Карьера воспитателя совпала с начавшимся пубертатным возрастом Ника: ему явно было не до пятилетней девчонки, которая, в случае чего, могла и нажаловаться взрослым на мелкие шалости подростков. Началась операция моего перевоспитания в «своего пацана». Главным правилом моих тренировок было — молчать, чтобы ни случилось. Стукач считался недостойным внимания, его нужно было задирать, оскорблять и выгонять из компании.

С самого детства брат занимался самбо, дзюдо и легкой атлетикой. В минуты грусти, сомнений или в целях профилактики он пользовался своими навыками, изящно поддерживая свой возрастной авторитет точными ударами по тем частям тела, где не остается синяков. Излюбленное место — солнечное сплетение. Это всегда было неожиданно: резкий поворот в мою сторону, точный удар. Сил много не надо — результат ошеломляющий: меня сворачивало пополам, я не мог не только закричать, но и с трудом дышал. В голове успевало проноситься: я умер, жив, почему темно, я увижу папу?

Спустя время мой изворотливый ум придумал дружить с полученной болью — так было проще ее пережить. Я научился разговаривать с ней, заставлял до конца прочувствовать, представлял, какая она, говорил себе: «ну вот ты во мне, и что тут такого, чем ты отличаешься от вкуса шоколада? Просто немного горче и резче». Боль слушала меня и утихала, она была на моей стороне. А я по-прежнему оставался самой молчаливой и преданной бойцовской грушей своего брата.

Ник научил меня кое-каким приемам из восточных практик и скоро начал выставлять на дворовых боях против сверстников-мальчиков. Эрни на многие годы замолчала во мне: такому, как я, не нужна был дружба с девчонкой. Я выигрывал поголовно. Ровесники боялись меня как огня, старшие — моего брата. Ник немыслимо гордился победами и трепал по волосам после каждого боя. Я был его любимой игрушкой, той, которой не было ни у кого во дворе. И я был рад заслужить одобрения со стороны своего авторитетного брата, продолжал молчать и защищать его перед целым миром.

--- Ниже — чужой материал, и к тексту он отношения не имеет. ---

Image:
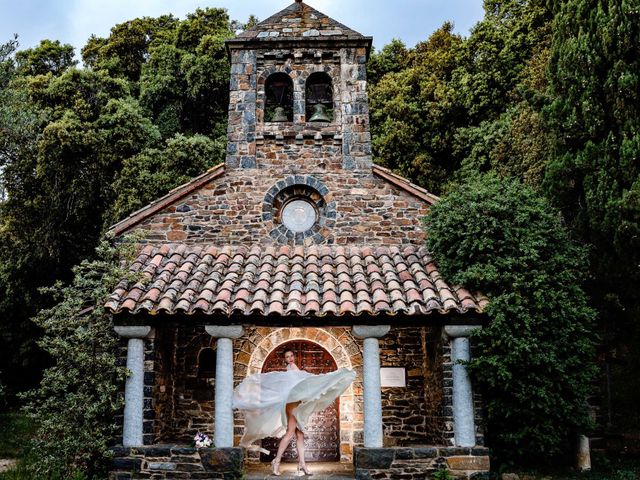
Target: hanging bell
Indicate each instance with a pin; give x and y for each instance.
(279, 115)
(320, 113)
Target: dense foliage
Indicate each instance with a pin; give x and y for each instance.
(82, 148)
(75, 406)
(537, 351)
(548, 93)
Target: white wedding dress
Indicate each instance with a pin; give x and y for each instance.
(263, 399)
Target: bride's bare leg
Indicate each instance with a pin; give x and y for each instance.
(300, 445)
(291, 431)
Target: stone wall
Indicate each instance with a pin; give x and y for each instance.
(177, 462)
(413, 415)
(419, 463)
(229, 211)
(184, 391)
(179, 395)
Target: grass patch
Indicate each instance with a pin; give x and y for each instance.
(604, 468)
(15, 430)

Мне было пять. Я умел драться и любил Ника. Мне сорок. Испарились последние капли уважения к насилию и брату: он предпочел отречься, посмеяться над тем, что я напомнил ему спустя годы. Мама не поверила мне. Она ведь не могла быть такой слепой. Или поверила. Но обвинила в молчании длиною в десятки лет.

Когда мне исполнилось одиннадцать, Ник в порыве ярости поднял на меня руку. Я инстинктивно сжал голову в плечи. Рука внезапно зависла в воздухе. Он произнес с изумлением:

— У тебя под футболкой бюстгальтер?

Я молча посмотрел ему в глаза. Побои закончились навсегда.

Ландшафт не казался мне плохим или неудачным. Я просто шел туда, куда должен был идти — в центр комнаты, которую теперь отказываюсь покидать.